"Atlantis is nooit vergaan. Het is er broeierig warm en het kan er tropisch regenen en waaien. De luchten zijn er zwaar en de uren loom en mooier dan gisteren. Ik praat er met een meisje dat Maria heet denk ik en ze is vurig rood en ik denk aan de cocktail en ze kijkt me dood tot ik me onhandig excuseer te laat echter want ze is opgestaan, het meisje met de kaleidoscopische ogen en de diamanten in de hemel.

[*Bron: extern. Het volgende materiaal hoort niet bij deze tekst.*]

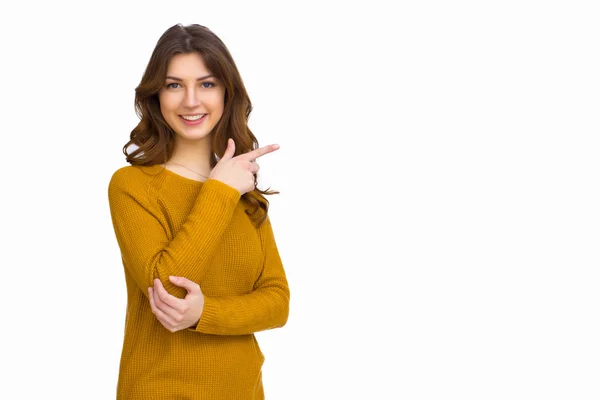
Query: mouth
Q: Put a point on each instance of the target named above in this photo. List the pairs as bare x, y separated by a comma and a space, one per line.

In een hotel in een stad in een land bij een zwembad doezelen uren slaperig zalig zwoel in luie ligzetels en allitererende rijmen. Een bordje vraagt Hippies om de achterdeur te gebruiken en mijn geest maakt een associatie waaraan ik nooit zou durven denken en ik wil de hotelgasten die zonnebadend op de buik liggen waarschuwen maar ik durf niet en ik zwijg want ik ben er niet en was er niet en denk niets. Het water van het zwembad is van glas als de wanden van het wormgat door de oceaan gevangen in een bak. De vissen zijn goed doorvoed en blind geflitst. Ze breken niet door de muren van glas en het wormgat niet door tijd en ruimte. Het is een tunnel en de vloer rolt verder en de zee staat stil. Vissen zwemmen, mensen zingen en de een verzamelt krassen op de ziel, een ander postzegels. Spiegeltjes en kraaltjes en onweersbuien. Daarna slaapt de nacht."
Knorpot leest wat Dichter schreef en vraagt wat die gesnoven heeft en Dichter glimlacht minzaam. De hemel is helder blauw en onder de bomen ligt de schaduw op het dorre gras dat snakt naar regen.